Des prévisions certainement formulées par les équipes risques de la BMCE Bank, dont le président Othman Benjelloun semblait satisfait des performances des filiales subsahariennes. « Le tiers de nos résultats du groupe est généré par le groupe Bank of Africa, la Banque de développement du Mali et la Congolaise de Banque, chose qui nous confère une vocation de groupe bancaire panafricain », disait-il fièrement lors de la présentation des résultats de 2015.


Pour Attijariwafa Bank, le document qui a accompagné la présentation des résultats nous renseigne sur le fait que le Crédit du Congo est le 9ème contributeur dans le RNPG de la filiale de la SNI avec 106 millions de dirhams, soit 2,3 %, presque autant que Wafabail. « Sur les 4,5 milliards de dirhams qu’a dégagés la banque en 2015, la contribution de la filiale congolaise reste minime et c’est le même son de cloche du coté de la BMCE Bank », relève un analyste financier.
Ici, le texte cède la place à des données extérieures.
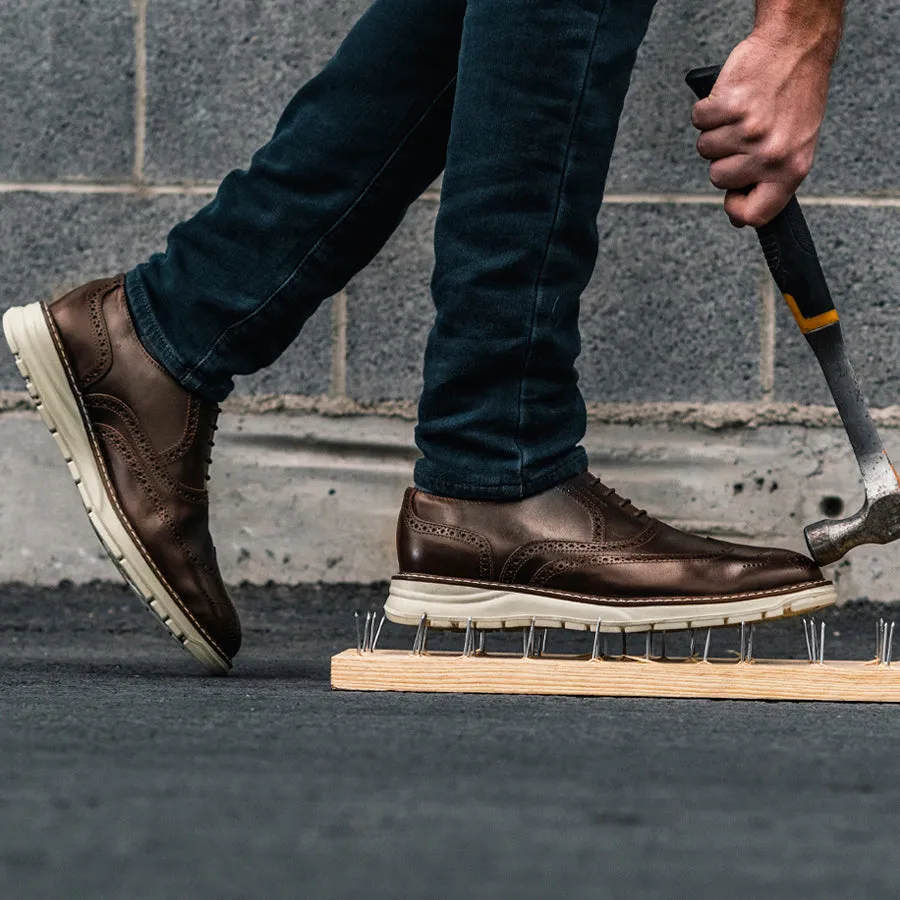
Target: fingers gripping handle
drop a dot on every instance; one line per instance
(787, 245)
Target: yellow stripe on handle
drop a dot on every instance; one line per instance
(814, 323)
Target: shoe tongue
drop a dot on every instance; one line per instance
(623, 517)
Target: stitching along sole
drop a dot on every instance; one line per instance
(448, 605)
(38, 362)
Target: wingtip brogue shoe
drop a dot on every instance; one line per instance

Pour lui, l’intérêt d’implanter sa banque dans un pays d’Afrique centrale ne réside pas seulement dans les dividendes. « L’objectif principal derrière l’investissement dans une filiale au Congo ou au Gabon par exemple, est davantage lié au potentiel de collecte de devises depuis ces pays », confirme un trader FX. Autrement dit, ces pays, dont la principale ressource est le pétrole, sont de grands pourvoyeurs en devises pour les deux banques. Selon ce trader, le montant en devises placé sur les comptes du groupe peut atteindre, au minimum, les 200 millions de dollars par an. De facto, cette manne est utilisée par les deux banques mères pour financer d’autres opérations.


La situation de la République du Congo n’est pas encore catastrophique, et les organismes internationaux se bousculent au portillon pour les conseiller et préparer la sortie de crise. L’agence Standard and Poor’s a précisé qu’elle réviserait à nouveau son évaluation si le pays s’acquitte de sa dette. Par ailleurs, les analystes financiers s’attendent à une autre mauvaise nouvelle de ce genre pour la fin de cette année. Les évaluations faites sur d’autres pays pétroliers d’Afrique centrale démontrent que le Gabon pourrait subir le même sort. Un pays « ami du Maroc » où les banques nationales sont omniprésentes.